Focusing on creation will have us standing with the victims, including the suffering Earth, and with other species against corporations and others who are currently destroying the world.

People of faith whose lives are directed by a spiritual perspective should be the most deeply motivated to respond to the challenge presented by the current bleeding of colour from the rainbow of life’s diversity.

People of my age are aware that across all the Christian Churches, young people do not attend Church services regularly, yet many young people are dedicated to fighting climate change and protecting biodiversity. If we in the Churches move our emphasis away from redeeming people out of the world and focus instead on serving all the creatures on this earth- many of these young people may be happy to join us in liturgies where we thank God for the beauty and wonder of creation. And St Columban’s writings will help us in this endeavour.
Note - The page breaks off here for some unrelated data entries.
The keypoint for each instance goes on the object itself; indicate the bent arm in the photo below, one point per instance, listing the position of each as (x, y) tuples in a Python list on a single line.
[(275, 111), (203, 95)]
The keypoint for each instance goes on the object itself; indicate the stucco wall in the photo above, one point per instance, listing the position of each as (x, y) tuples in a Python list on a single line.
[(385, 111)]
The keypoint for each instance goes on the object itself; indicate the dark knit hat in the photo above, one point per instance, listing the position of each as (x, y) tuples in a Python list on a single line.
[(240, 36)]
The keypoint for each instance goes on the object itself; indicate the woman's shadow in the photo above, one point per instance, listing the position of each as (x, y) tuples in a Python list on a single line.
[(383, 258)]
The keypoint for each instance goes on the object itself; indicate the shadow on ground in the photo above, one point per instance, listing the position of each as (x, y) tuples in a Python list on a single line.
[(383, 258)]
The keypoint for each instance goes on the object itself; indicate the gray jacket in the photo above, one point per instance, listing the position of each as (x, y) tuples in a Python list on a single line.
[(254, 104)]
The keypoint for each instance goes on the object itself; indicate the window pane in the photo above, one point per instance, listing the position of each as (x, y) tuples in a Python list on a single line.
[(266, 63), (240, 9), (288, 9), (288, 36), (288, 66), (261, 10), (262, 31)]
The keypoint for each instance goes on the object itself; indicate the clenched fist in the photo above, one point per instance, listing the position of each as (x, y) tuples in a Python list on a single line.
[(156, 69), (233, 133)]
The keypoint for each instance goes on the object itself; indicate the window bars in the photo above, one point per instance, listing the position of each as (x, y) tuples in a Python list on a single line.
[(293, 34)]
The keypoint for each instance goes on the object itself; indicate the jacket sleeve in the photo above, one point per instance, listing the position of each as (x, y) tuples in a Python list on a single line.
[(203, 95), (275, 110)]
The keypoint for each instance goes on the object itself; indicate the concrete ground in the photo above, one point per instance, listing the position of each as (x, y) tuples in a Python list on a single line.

As a Christian, I am not without hope for the future. With members of many faith communities across the island of Ireland and inspired by the writings of Columban, I know that we can work together from within our rich and diverse traditions to celebrate and protect the diversity of species and protect planet earth. In the Gaelic that Columban would have spoken. Ní Neart go cur le Chéile – There is strength in unity.

[1] Richaby, J. Moral Philosophy, Ethics and Natural Law, Longmans, 1901, London, pages 2 and 119.

[2] . A recent study by RSPB, Birdlife International and the Czech Society for Ornithology reports that we have loosed 600 million birds since 1980. 97 million yellowtails have been losses, 75 million starlings and 75 million skylarks are gone.

[3] Patrick Barkham, “Wake—up call: 600m decline in European bird numbers since 1980” The Guardian, November 16th, 2021, page 19.

[4] Edward O’Wilson,  “Vanishing Before Our Eyes”, Time Special Edition, April/May 2000, p. 30.